Consequences of injuries attributed to racist actions are seen as long-term and cumulative. Racist incidents can be remembered for decades after the events-and indeed for a lifetime. Just beneath the surface of the lived lives of individuals of colour are such memories causing further injury particularly when they are not being addressed. Such harms related to being assaulted on racial grounds endured by individuals are often communicated and influential across networks of family and friends, even across communities. The impact on Black bodies of racism, are thereby transmitted across generations along with the methods used by Blacks to deal with that racism. The lesson here is that you do not need to have endured a racist assault on your integrity yourself to be harmed, witnessing such assaults on other Black bodies whether in person or through social media, can have the same impact (the work of Robert T. Carter is useful here, Teachers College, Columbia University, Racism and Psychological and Emotional Injury: Recognizing and Assessing Race-Based Traumatic Stress, The Counselling Psychologist, Vol. 35 No 1, January 2007 13-105.
DOI: 10.1177/0011000006292033)

Areas of similarity are now becoming clear in the experience of Black people in Canada and the United States of America. The histories are different; the individual experiences are unique to the context of the country identified. There are connections however in that the Black experience appears to be the same. Treated as non-human. Disposable: A piece of property to be used and disused at whim. Next week we move to our last geographic location in this four part series, the United Kingdom.

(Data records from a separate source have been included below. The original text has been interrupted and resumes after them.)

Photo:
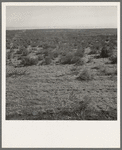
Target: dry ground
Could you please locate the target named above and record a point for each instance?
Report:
(52, 92)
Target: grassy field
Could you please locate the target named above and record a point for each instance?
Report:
(58, 91)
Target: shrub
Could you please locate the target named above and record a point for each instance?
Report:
(75, 59)
(108, 71)
(80, 62)
(15, 73)
(113, 59)
(105, 52)
(47, 60)
(66, 59)
(22, 50)
(79, 52)
(40, 57)
(85, 75)
(30, 60)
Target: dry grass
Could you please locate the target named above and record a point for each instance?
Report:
(52, 92)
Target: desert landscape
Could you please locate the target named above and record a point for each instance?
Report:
(61, 74)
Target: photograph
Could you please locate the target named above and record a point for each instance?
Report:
(60, 74)
(61, 62)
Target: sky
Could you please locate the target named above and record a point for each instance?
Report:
(45, 17)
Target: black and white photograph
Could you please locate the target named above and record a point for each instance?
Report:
(61, 62)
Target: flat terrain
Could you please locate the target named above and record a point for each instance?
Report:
(53, 92)
(50, 83)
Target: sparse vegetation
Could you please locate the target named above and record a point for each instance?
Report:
(85, 75)
(39, 87)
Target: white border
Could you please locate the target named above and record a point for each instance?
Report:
(58, 134)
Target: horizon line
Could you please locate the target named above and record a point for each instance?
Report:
(32, 28)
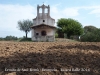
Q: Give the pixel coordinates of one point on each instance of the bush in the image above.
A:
(90, 37)
(24, 39)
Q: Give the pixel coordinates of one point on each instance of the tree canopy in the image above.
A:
(91, 34)
(25, 26)
(70, 26)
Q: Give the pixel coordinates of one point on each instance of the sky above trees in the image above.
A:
(87, 12)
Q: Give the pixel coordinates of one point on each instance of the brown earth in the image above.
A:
(84, 56)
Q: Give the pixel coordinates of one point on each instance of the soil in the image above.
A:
(49, 58)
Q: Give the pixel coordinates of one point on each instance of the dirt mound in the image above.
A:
(49, 58)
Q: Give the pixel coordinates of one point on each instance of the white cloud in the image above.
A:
(70, 12)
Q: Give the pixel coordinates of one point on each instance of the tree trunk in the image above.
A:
(26, 33)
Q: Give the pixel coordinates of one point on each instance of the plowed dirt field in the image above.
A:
(49, 58)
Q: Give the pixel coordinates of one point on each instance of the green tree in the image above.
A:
(91, 34)
(70, 26)
(25, 26)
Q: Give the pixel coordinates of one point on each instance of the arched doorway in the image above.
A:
(43, 33)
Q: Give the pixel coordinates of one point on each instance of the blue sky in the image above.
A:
(87, 12)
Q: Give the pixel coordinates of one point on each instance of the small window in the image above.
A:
(43, 20)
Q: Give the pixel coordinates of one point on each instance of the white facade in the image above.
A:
(43, 25)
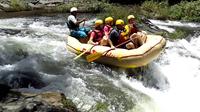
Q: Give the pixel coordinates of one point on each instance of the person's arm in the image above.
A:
(126, 32)
(110, 43)
(75, 21)
(106, 31)
(80, 21)
(92, 35)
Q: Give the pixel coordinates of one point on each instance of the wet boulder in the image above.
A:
(19, 79)
(42, 102)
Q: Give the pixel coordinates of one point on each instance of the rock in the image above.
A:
(29, 102)
(36, 6)
(51, 1)
(5, 7)
(21, 79)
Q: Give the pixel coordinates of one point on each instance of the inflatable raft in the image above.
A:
(152, 46)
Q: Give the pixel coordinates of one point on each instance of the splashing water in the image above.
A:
(37, 47)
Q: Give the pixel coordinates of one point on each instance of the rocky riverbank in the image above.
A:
(16, 101)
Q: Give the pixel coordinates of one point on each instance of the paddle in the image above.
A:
(83, 53)
(95, 56)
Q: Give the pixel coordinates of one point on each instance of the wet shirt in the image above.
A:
(107, 29)
(71, 22)
(97, 35)
(130, 29)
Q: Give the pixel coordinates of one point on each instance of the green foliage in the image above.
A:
(159, 10)
(69, 104)
(18, 5)
(178, 34)
(119, 11)
(186, 11)
(101, 107)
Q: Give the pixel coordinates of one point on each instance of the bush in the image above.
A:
(158, 10)
(186, 11)
(18, 5)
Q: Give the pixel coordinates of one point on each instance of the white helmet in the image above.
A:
(73, 9)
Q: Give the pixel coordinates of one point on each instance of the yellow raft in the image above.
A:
(151, 47)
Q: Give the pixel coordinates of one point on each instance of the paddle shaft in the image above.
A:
(83, 53)
(95, 56)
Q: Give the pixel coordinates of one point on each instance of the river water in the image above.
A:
(33, 57)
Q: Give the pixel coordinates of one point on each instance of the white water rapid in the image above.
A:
(34, 48)
(180, 64)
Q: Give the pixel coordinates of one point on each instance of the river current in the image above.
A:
(33, 57)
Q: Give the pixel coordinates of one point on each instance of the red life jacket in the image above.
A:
(98, 35)
(133, 29)
(109, 28)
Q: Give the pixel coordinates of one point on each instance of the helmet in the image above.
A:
(131, 17)
(119, 22)
(73, 9)
(108, 19)
(98, 22)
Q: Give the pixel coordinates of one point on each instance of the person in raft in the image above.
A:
(107, 29)
(116, 35)
(133, 32)
(97, 35)
(73, 24)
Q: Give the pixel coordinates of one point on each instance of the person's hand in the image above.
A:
(112, 47)
(85, 19)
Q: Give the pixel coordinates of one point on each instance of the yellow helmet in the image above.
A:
(108, 19)
(119, 22)
(131, 17)
(98, 22)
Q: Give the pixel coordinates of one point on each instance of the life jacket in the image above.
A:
(72, 26)
(133, 29)
(109, 28)
(98, 35)
(121, 38)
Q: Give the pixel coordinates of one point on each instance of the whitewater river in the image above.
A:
(33, 57)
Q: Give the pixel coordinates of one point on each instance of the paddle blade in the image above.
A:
(80, 55)
(93, 57)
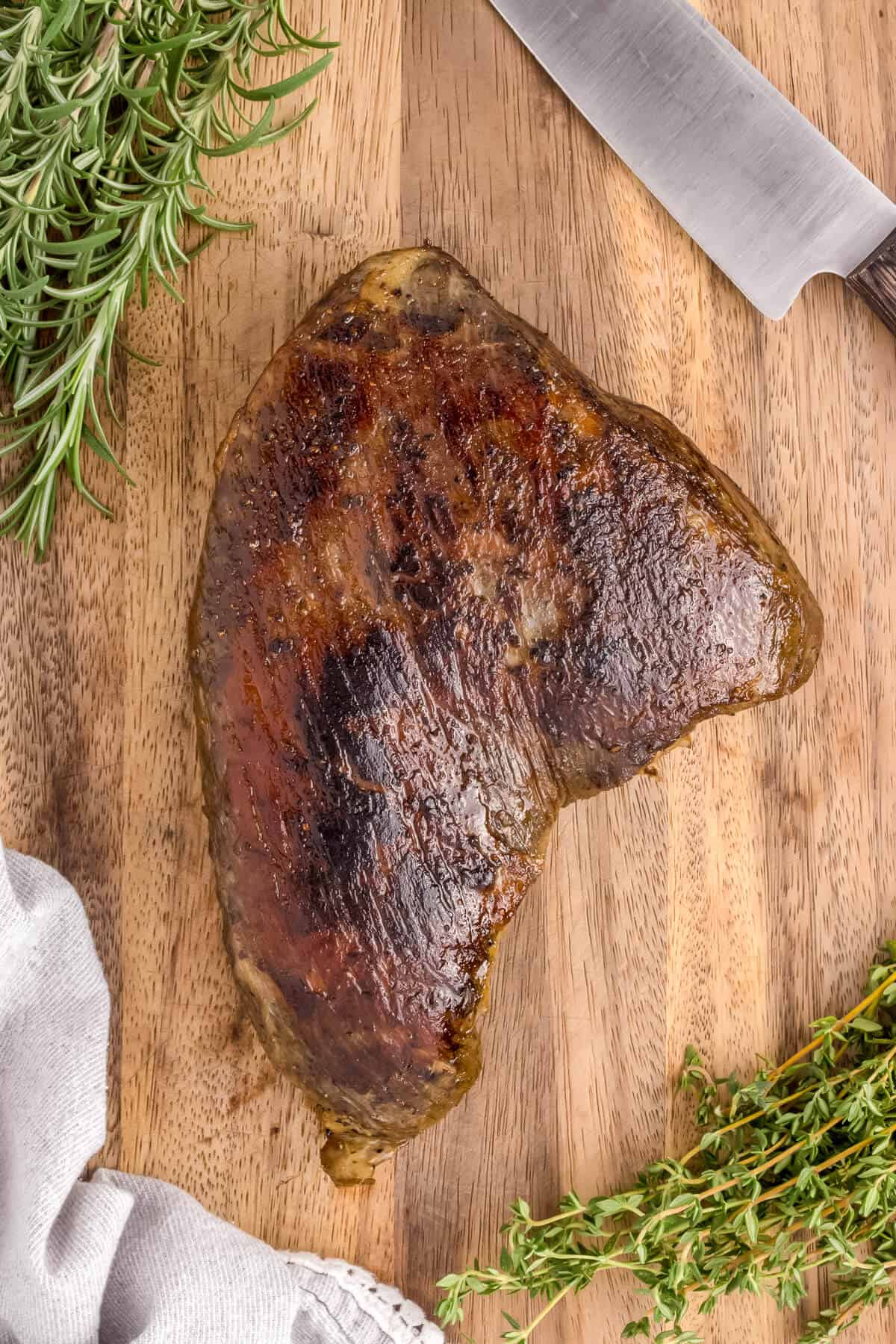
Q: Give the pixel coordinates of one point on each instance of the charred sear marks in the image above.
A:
(448, 586)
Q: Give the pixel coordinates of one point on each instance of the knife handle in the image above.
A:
(875, 281)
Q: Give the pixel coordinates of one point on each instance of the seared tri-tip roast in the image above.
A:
(448, 588)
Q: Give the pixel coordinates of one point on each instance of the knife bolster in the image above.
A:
(875, 281)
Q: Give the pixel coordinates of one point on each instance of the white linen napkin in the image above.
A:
(119, 1260)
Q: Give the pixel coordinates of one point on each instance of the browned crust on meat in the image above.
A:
(448, 588)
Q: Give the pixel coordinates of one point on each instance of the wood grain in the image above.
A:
(727, 902)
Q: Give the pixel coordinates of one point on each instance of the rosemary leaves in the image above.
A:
(107, 111)
(794, 1171)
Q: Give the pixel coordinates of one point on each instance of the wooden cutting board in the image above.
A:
(727, 902)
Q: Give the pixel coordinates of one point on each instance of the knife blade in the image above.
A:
(753, 181)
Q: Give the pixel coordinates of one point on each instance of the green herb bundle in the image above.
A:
(108, 109)
(795, 1171)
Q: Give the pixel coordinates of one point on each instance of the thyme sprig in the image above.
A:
(794, 1171)
(107, 112)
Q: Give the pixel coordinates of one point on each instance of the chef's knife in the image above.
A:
(754, 183)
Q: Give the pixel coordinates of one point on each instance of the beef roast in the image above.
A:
(448, 588)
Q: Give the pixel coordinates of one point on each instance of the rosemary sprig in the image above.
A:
(107, 112)
(794, 1171)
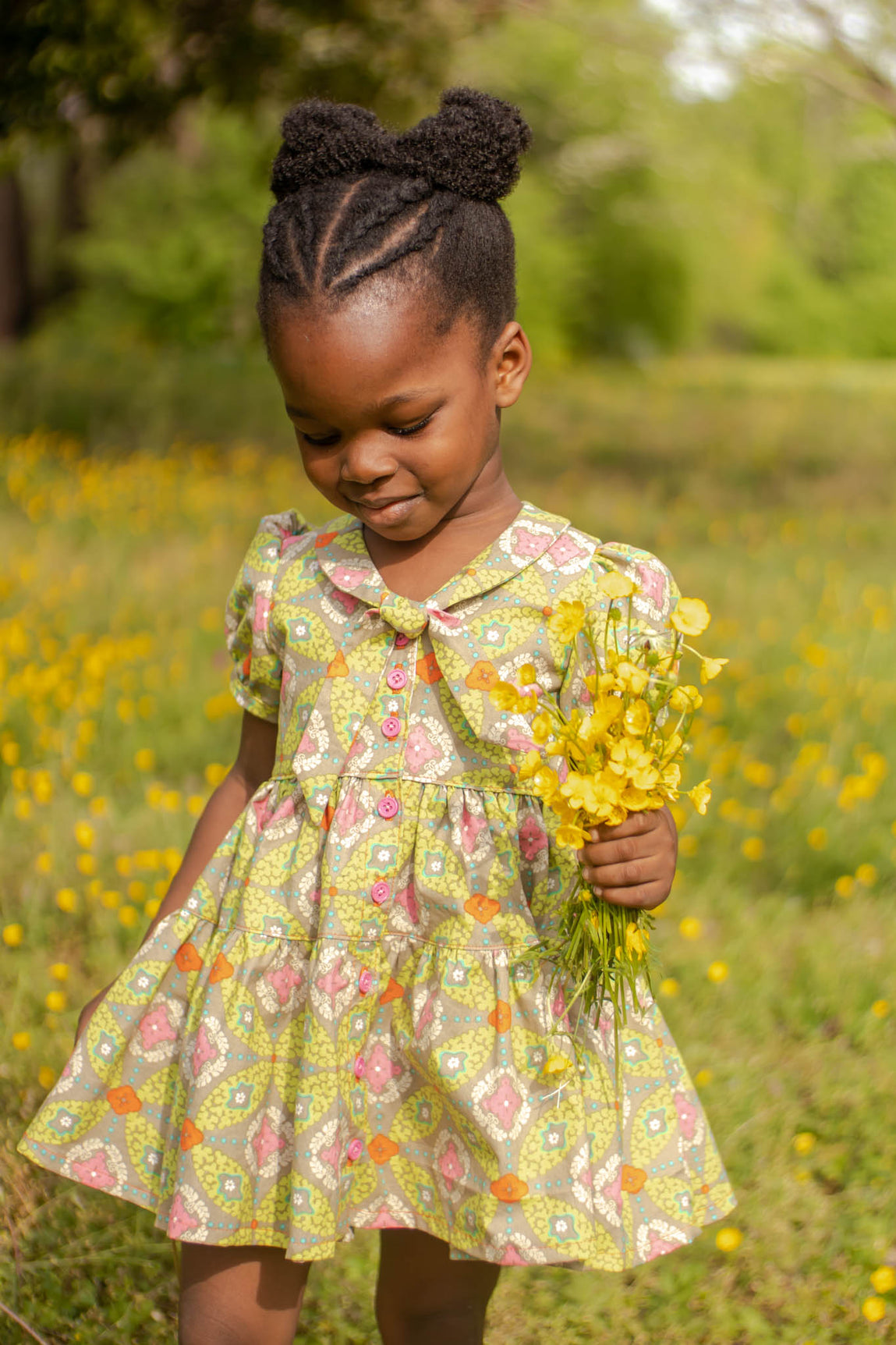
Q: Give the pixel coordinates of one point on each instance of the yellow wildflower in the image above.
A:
(568, 620)
(690, 616)
(699, 795)
(710, 667)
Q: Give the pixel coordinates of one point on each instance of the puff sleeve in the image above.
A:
(250, 633)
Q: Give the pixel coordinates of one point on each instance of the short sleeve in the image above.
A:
(256, 653)
(651, 605)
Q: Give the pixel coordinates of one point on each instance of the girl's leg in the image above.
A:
(239, 1296)
(424, 1298)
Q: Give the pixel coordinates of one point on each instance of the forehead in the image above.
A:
(376, 345)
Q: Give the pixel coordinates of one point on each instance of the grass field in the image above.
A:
(768, 490)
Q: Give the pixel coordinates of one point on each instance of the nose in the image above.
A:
(367, 458)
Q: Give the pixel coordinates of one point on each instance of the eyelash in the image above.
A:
(402, 433)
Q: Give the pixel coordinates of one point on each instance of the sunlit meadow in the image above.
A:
(778, 945)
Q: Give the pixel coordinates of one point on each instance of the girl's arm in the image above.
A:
(253, 765)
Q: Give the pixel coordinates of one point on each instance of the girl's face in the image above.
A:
(397, 424)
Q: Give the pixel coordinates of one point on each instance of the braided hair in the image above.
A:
(356, 201)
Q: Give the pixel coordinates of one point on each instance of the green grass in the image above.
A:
(768, 490)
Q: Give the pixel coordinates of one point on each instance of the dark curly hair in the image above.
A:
(356, 200)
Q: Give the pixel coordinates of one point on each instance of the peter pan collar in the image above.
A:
(343, 557)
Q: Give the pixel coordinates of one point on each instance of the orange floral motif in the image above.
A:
(190, 1134)
(122, 1101)
(338, 667)
(428, 669)
(508, 1188)
(187, 958)
(381, 1149)
(391, 992)
(632, 1179)
(221, 969)
(482, 908)
(482, 676)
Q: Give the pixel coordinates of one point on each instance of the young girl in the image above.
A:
(337, 1020)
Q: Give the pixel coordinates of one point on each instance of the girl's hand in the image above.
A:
(89, 1009)
(634, 862)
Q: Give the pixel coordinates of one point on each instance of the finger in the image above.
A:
(625, 849)
(626, 875)
(643, 896)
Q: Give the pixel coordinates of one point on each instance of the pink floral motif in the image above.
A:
(451, 1166)
(612, 1191)
(204, 1051)
(419, 748)
(94, 1172)
(528, 544)
(653, 584)
(469, 829)
(181, 1220)
(565, 550)
(267, 1142)
(686, 1116)
(381, 1068)
(408, 900)
(155, 1027)
(283, 981)
(533, 838)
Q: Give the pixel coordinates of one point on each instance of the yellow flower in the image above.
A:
(710, 667)
(568, 620)
(612, 584)
(875, 1309)
(690, 616)
(636, 719)
(636, 939)
(883, 1279)
(699, 795)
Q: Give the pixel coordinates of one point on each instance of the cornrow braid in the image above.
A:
(354, 200)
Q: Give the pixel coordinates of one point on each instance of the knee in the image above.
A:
(450, 1324)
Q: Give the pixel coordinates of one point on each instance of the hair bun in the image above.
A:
(323, 140)
(471, 146)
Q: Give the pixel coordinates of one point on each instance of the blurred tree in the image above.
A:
(96, 78)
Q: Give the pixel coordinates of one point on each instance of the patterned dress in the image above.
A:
(343, 1027)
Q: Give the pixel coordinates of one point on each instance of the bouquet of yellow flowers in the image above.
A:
(618, 755)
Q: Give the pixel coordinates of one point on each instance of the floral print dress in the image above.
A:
(343, 1027)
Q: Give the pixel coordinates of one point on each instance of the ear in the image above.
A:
(508, 364)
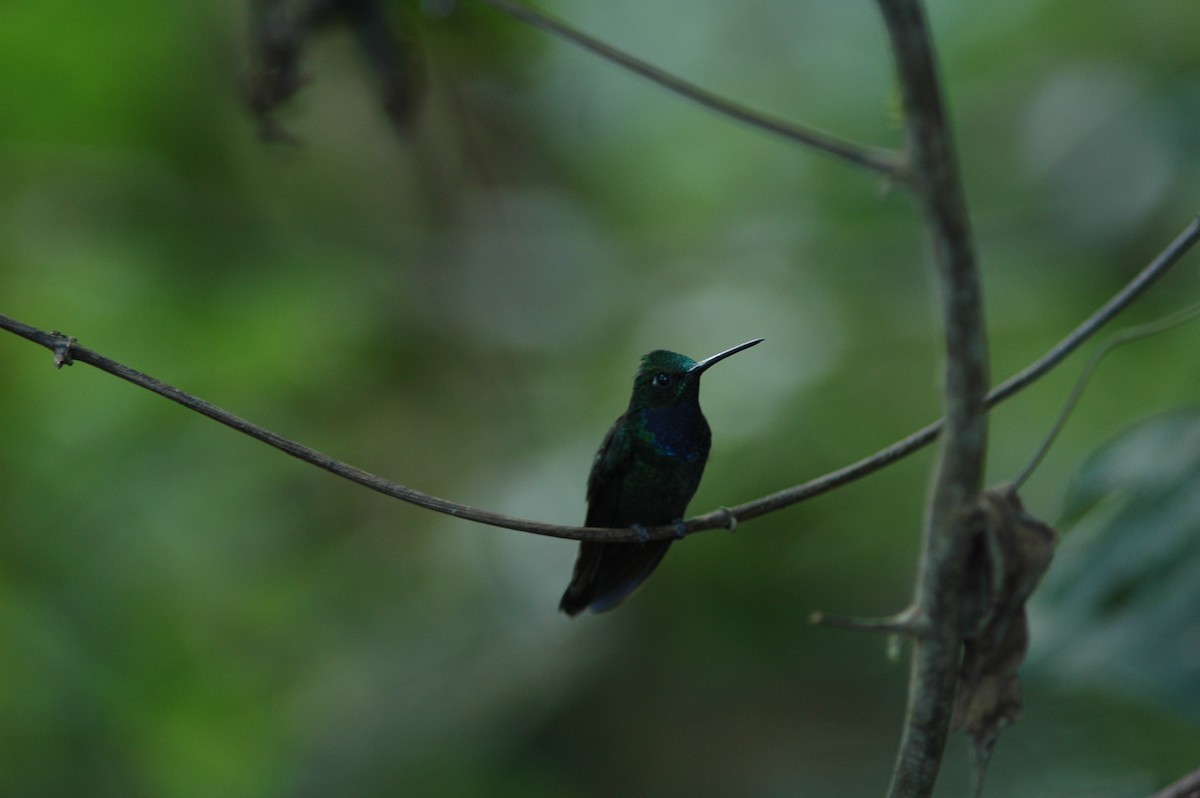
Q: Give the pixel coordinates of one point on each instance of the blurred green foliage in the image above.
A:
(185, 612)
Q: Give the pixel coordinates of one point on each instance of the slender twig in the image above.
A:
(1110, 343)
(959, 479)
(1186, 787)
(67, 351)
(881, 161)
(904, 623)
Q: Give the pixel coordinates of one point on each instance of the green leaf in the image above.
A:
(1120, 609)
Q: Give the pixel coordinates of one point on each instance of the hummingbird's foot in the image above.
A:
(731, 521)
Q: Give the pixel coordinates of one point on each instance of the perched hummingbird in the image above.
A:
(646, 472)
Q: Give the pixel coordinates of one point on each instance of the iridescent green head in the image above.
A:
(670, 378)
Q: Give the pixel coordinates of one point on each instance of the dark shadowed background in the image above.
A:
(185, 612)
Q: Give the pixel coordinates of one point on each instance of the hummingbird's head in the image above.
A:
(670, 378)
(665, 378)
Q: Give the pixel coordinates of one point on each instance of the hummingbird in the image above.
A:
(643, 475)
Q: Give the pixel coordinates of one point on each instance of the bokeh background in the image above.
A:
(185, 612)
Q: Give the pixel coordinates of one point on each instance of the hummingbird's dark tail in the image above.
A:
(607, 574)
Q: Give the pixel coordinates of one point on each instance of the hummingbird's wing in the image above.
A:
(612, 463)
(607, 574)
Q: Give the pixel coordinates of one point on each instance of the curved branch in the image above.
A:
(881, 161)
(66, 349)
(1014, 384)
(959, 478)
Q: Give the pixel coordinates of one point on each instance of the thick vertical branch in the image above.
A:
(937, 186)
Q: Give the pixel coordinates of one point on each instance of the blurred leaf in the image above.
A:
(1122, 604)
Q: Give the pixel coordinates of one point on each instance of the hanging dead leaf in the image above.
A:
(1012, 555)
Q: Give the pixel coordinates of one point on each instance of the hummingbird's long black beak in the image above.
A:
(708, 361)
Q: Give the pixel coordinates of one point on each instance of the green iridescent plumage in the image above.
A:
(645, 473)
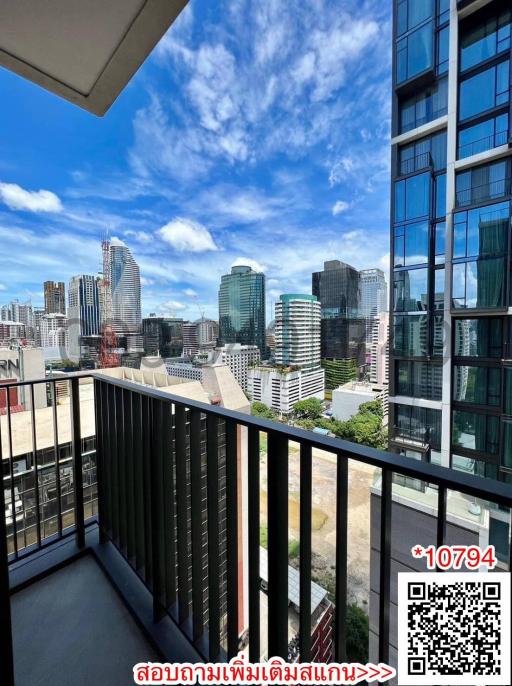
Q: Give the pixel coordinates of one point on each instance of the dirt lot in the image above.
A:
(324, 517)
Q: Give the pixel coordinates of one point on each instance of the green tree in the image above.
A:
(261, 410)
(357, 635)
(311, 408)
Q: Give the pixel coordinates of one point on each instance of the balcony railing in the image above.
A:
(487, 191)
(483, 144)
(169, 491)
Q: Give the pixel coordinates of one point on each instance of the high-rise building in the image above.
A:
(374, 297)
(242, 308)
(343, 330)
(83, 311)
(54, 297)
(450, 223)
(125, 288)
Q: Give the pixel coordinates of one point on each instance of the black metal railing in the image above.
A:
(483, 144)
(413, 164)
(169, 480)
(484, 192)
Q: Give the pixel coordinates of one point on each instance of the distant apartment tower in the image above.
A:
(54, 297)
(125, 288)
(54, 331)
(83, 311)
(374, 297)
(239, 358)
(242, 308)
(343, 330)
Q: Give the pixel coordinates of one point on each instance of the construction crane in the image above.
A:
(109, 357)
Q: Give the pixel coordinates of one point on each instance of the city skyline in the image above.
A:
(287, 207)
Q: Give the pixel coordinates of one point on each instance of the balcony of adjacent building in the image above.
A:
(133, 532)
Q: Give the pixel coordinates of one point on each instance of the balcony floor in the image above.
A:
(72, 628)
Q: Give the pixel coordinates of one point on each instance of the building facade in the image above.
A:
(54, 297)
(242, 308)
(83, 311)
(374, 297)
(125, 288)
(451, 218)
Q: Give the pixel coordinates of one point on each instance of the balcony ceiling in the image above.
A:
(85, 52)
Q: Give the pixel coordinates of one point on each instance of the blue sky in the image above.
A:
(255, 132)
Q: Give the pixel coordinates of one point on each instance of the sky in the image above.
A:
(256, 133)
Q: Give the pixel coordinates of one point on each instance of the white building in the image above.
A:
(379, 351)
(125, 286)
(347, 399)
(281, 389)
(239, 358)
(54, 331)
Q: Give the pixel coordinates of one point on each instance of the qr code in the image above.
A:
(454, 628)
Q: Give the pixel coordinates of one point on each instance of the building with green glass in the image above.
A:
(242, 308)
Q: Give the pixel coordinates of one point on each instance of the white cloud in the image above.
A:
(339, 207)
(186, 235)
(139, 236)
(17, 198)
(247, 261)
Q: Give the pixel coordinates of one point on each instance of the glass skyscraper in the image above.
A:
(242, 308)
(450, 353)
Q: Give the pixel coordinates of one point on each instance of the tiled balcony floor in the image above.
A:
(71, 628)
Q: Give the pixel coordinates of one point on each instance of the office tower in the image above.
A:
(343, 330)
(162, 336)
(374, 297)
(54, 330)
(83, 311)
(242, 308)
(451, 209)
(54, 297)
(125, 289)
(297, 374)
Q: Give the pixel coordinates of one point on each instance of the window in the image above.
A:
(411, 13)
(410, 335)
(414, 53)
(424, 107)
(412, 197)
(477, 385)
(475, 431)
(419, 380)
(489, 38)
(482, 232)
(410, 290)
(478, 337)
(419, 424)
(483, 136)
(488, 89)
(411, 244)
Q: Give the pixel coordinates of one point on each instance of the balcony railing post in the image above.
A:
(6, 653)
(76, 443)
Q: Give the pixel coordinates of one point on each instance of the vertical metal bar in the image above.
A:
(11, 465)
(212, 465)
(340, 622)
(441, 515)
(196, 524)
(253, 483)
(76, 443)
(277, 545)
(232, 535)
(56, 453)
(157, 519)
(305, 552)
(182, 520)
(35, 465)
(6, 654)
(385, 564)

Bearing in mind our histories as Black men in Canada and the United States of America that I have attempted to show glimpses of, and the resistance of Black men to their assigned status, it becomes clear that our individual lives are not our own to do with as we please. We are connected as Black men to one another in a fundamental, umbilical way. This demands recognition that what we do individually has an impact on others who look like us. This insists upon each of us being aware of our individual actions and utterances and its possible impact on other Black men. Our relationship to White people, is also central, paved with shattered glass on which we tread bare foot as we warily forge a working alliance in the light of our joint histories: A work in progress.

I leave you with a short video on the impact on one Black man of the actions of other Black men, and you decide whether we owe each other some recognition of acting together positively in the light of our histories, to address our futures together. Some of us continue to provide support for racist supremacist perceptions and actions by our behaviour as Black men. That must not be sanctioned further by our apparent silence and inadequate responses. It is not the responsibility of someone else-anybody but us. We need to be at the fore. It has to be stopped. Our ancestors and histories of struggle and achievement are being affronted. They cannot rise from the grave to resume their battles against injustice. That is our responsibility now. Rise to the challenge.